ASA is two corners and two sides,

SSS is three-sided,

AAS is the opposite side of two corners,

SAS is both sides and included angle,

These are all conditions. If they meet, the two triangles are congruent.

More specifically:

ASA is an angle, that is, the two angles of two triangles and the side sandwiched between them are equal respectively, so the two triangles are congruent.

SSS is edge to edge, that is, the three sides of two triangles are equal, so the two triangles are congruent.

When AAS is an angular side, that is, two angles of two triangles are equal to the opposite side of an angle, the two triangles are the same.

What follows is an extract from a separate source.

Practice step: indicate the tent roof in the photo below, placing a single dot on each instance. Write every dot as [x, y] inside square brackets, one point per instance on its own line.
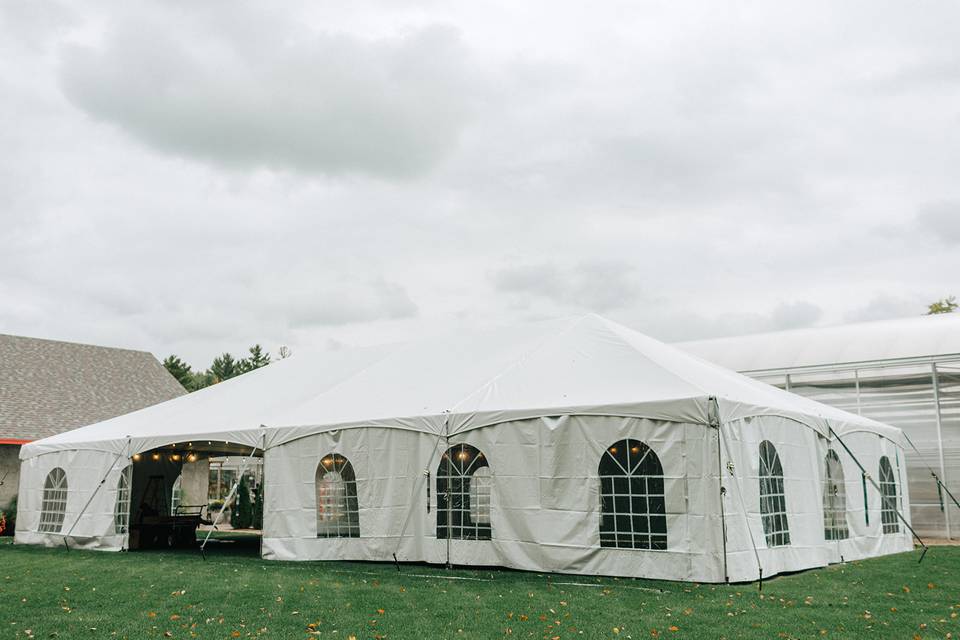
[457, 382]
[884, 340]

SAS is an angular edge, that is, the two sides of two triangles and the clamped angle are equal respectively, so the two triangles are congruent.

HL is the congruence of two right-angled triangles with equal hypotenuse and right-angled side. (Can be abbreviated as "HL") Prove the condition of two Rt△ congruences: one hypotenuse of two right-angled (Rt) triangles is equal to one right-angled side, then two right-angled (RT) triangles are congruent, abbreviated as HL "Remember: the premise is that right-angled triangle (RT) H is the abbreviation of hypotenuse, and L is the abbreviation of leg (right-angled side). ∴Rt △ABC ≌ Rt△ACB(HL)。